Implementation:Speechbrain Speechbrain CVSS Extract Code
| Knowledge Sources | |
|---|---|
| Domains | Speech_Translation, Feature_Extraction |
| Last Updated | 2026-02-09 00:00 GMT |
Overview
Concrete tool for extracting discrete speech units from audio using HuBERT and K-means clustering provided by the SpeechBrain library.
Description
This script applies K-means clustering over acoustic features extracted from a HuBERT encoder to produce discrete speech unit codes for training a speech-to-unit translation model. The pipeline works as follows: (1) a pretrained HuBERT model (Wav2Vec2) extracts continuous features from a specified hidden layer, (2) a pre-fitted K-means model quantizes those features into discrete cluster indices (speech codes), and (3) the resulting code sequences are stored alongside the original dataset metadata in JSON files. The script supports skipping previously completed extractions by checking saved configuration against the current run. It processes train, valid, valid_small, and test splits of the CVSS (Common Voice Speech-to-Speech) dataset. The K-means checkpoint can be automatically downloaded from HuggingFace Hub if not found locally.
Usage
Called as part of the CVSS S2ST (Speech-to-Speech Translation) recipe pipeline to prepare discrete speech unit targets for HiFi-GAN vocoder training.

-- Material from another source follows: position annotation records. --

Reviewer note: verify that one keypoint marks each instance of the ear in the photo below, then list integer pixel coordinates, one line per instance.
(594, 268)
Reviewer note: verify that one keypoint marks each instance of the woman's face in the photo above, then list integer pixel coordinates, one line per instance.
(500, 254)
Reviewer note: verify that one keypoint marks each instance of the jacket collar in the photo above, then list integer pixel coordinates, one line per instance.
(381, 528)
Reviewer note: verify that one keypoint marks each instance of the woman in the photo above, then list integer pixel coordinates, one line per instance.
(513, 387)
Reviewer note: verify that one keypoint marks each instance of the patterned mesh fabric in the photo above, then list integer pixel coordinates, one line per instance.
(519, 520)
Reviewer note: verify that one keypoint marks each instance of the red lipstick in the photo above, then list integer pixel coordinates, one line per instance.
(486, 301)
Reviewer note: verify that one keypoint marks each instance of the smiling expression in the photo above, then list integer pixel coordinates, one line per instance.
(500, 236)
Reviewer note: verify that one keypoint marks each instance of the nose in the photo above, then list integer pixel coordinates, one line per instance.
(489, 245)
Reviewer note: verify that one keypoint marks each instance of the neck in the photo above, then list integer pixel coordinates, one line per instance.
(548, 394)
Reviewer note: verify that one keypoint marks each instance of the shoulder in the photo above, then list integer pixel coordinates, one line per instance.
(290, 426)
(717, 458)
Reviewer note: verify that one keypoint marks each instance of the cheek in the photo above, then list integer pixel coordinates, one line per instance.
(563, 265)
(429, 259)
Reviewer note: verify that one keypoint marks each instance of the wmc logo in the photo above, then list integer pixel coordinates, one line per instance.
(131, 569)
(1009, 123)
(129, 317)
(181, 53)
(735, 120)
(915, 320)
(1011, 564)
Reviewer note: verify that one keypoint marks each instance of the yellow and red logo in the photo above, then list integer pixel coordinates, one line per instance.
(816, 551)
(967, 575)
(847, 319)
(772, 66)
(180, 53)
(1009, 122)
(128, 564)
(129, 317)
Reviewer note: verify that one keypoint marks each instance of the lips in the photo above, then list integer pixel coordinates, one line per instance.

Typically invoked programmatically from a training script rather than directly from the command line.
Code Reference
Source Location
- Repository: SpeechBrain
- File: recipes/CVSS/S2ST/extract_code.py
Signature
def setup_logger():
"""Set up a logger with a log format and logging level."""
...
def get_device(use_cuda):
"""Determine and return the appropriate device for computation."""
...
def np_array(tensor):
"""Convert a Pytorch tensor to a Numpy array."""
...
def skip(splits, save_folder, conf):
"""Detects if the code extraction has been already done."""
...
def extract_cvss(
data_folder,
splits,
kmeans_folder,
encoder,
layer,
save_folder,
sample_rate=16000,
skip_extract=False,
):
"""Extract speech units for HiFi-GAN training on the CVSS datasets."""
...
Import
from recipes.CVSS.S2ST.extract_code import extract_cvss
I/O Contract
Inputs
| Name | Type | Required | Description |
|---|---|---|---|
| data_folder | str | Yes | Path to the original CVSS dataset |
| splits | list[str] | Yes | List of splits to prepare (e.g., ["train", "valid", "test"]) |
| kmeans_folder | str | Yes | Path to folder with K-means model checkpoint (kmeans.ckpt) |
| encoder | str | Yes | URL or identifier for the HuBERT feature extractor model |
| layer | int | Yes | Hidden layer from which features are extracted |
| save_folder | str | Yes | Path where extracted speech unit codes are stored |
| sample_rate | int | No | Audio sample rate (default: 16000) |
| skip_extract | bool | No | If True, skip extraction entirely (default: False) |
Outputs
| Name | Type | Description |
|---|---|---|
| train.json | JSON file | Metadata with speech codes for training split |
| valid.json | JSON file | Metadata with speech codes for validation split |
| test.json | JSON file | Metadata with speech codes for test split |
| codes/ | directory | Directory containing per-utterance discrete code files |
Usage Examples
from recipes.CVSS.S2ST.extract_code import extract_cvss
extract_cvss(
data_folder="data/CVSS/",
splits=["train", "valid", "test"],
kmeans_folder="./Quantization/results/kmeans/4321/save",
encoder="facebook/hubert-base-ls960",
layer=6,
save_folder="save/",
)